The systems should be complementary. Let’s figure out what the district does well and doesn’t do well, and the same for charters. We’re stepping on each other’s toes.”
In a sense, Ms. Henderson is correct. If you look at the most recent PARCC standardized test results the findings between the two sectors look remarkably similar. For example, in English charters score three points higher than the traditional schools at 28.5 percent proficient versus 25.5 percent. In math the story is basically the same with charters at 26.4 percent of those earning a four or five and with DCPS at 23.9 percent on the same scale.
However, perhaps charters are not providing the entire picture. Because for economically disadvantaged students, those that charters were created to help, there is a significant difference in results between these schools and the regular ones. Here, charters are at 23 percent of students at grade level and DCPS is at 14.6 percent, a variance of 8.4 points. Essentially the same difference is present when it comes to math scores.
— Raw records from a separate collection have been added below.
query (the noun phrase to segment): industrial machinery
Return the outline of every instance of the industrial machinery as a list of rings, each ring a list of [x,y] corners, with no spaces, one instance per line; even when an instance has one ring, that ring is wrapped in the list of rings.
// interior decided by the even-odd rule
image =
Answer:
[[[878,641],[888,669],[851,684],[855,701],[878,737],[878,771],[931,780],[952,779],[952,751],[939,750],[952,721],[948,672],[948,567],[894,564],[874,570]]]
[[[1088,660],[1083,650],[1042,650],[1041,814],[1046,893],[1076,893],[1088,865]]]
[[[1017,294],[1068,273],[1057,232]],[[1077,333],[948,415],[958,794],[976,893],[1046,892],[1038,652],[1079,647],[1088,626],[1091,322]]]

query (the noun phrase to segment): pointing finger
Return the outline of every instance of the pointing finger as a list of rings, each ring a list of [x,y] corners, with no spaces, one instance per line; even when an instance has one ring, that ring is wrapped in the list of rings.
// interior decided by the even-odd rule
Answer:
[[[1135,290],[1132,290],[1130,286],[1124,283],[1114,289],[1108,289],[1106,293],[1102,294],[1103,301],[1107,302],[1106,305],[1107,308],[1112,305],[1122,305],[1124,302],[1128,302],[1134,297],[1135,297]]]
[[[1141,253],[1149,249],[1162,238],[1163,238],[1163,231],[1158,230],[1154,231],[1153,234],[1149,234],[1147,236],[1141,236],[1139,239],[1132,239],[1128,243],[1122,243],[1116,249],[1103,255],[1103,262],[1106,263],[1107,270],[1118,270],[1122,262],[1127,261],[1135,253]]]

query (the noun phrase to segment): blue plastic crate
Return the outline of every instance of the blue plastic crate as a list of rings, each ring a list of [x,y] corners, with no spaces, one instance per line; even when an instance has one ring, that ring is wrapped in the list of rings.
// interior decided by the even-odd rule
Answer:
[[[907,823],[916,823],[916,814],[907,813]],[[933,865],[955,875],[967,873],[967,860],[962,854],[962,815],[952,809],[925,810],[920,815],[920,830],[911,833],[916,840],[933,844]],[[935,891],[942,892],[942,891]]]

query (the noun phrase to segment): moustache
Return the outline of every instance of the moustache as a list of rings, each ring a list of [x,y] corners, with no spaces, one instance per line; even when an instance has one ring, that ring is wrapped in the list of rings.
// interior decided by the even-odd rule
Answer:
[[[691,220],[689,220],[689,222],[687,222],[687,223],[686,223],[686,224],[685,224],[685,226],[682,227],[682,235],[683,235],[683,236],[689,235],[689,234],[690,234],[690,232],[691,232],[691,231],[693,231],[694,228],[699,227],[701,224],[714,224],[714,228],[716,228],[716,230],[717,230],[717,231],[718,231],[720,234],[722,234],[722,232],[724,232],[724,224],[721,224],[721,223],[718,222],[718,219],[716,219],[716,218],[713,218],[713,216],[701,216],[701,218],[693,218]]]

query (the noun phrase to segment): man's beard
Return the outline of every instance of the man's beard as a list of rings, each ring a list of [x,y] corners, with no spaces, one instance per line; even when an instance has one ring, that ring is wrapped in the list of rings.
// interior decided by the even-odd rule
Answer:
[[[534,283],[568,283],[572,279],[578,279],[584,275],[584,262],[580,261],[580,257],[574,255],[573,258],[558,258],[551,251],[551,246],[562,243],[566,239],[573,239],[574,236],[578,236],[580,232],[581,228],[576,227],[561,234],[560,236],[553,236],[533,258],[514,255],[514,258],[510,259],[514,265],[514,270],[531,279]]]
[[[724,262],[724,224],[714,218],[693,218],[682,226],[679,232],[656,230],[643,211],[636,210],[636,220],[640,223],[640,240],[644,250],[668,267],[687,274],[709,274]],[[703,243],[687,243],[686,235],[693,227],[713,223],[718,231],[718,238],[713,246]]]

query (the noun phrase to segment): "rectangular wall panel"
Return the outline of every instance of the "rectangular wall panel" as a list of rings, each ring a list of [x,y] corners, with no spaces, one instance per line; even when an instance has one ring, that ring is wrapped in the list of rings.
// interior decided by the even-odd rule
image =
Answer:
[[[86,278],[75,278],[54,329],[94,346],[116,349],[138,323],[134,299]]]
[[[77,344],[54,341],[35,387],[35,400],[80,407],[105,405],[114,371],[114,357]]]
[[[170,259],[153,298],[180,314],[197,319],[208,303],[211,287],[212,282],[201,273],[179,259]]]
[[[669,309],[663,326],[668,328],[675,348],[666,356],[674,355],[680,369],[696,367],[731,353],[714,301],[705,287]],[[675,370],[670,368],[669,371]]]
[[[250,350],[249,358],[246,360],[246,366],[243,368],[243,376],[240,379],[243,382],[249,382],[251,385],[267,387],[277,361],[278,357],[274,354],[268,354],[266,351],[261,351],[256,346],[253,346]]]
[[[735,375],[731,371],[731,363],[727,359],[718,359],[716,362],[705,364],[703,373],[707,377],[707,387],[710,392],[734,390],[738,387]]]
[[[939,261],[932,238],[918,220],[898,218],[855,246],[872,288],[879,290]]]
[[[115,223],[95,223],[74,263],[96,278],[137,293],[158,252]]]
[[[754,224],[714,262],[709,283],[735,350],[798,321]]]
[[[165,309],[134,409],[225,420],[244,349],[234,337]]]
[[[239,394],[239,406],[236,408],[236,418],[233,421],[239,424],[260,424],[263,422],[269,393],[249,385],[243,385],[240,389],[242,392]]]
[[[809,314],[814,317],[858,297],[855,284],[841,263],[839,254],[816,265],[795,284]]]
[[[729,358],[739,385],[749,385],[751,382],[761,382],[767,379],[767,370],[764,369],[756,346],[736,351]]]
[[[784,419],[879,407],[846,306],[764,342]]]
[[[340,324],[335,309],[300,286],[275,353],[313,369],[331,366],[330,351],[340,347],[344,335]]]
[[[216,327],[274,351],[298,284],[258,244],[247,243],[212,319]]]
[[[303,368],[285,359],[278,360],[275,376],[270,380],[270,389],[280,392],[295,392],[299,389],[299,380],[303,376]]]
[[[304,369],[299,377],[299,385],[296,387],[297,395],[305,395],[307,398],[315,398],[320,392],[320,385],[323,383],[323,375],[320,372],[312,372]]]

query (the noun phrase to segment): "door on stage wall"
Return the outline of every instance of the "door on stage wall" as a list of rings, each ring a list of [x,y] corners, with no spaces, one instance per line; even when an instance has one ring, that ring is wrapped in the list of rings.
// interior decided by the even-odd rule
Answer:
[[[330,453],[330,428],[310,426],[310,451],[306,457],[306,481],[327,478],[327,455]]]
Perhaps there is little excitement over these numbers because less than a quarter of kids being where they are supposed to be is nothing to jump up and down about. Still, many charters, such as DC Prep, KIPP, and several of the language immersion schools, posted impressive results.
Therefore, as I’ve argued many times before, in order to increase support for charters we need to be rapidly expanding those that are doing well and eliminating those at the bottom of the academic scale. Only by replication of high performing schools will we close the case that these alternative schools desperately need to be around today and for hundreds of years from now.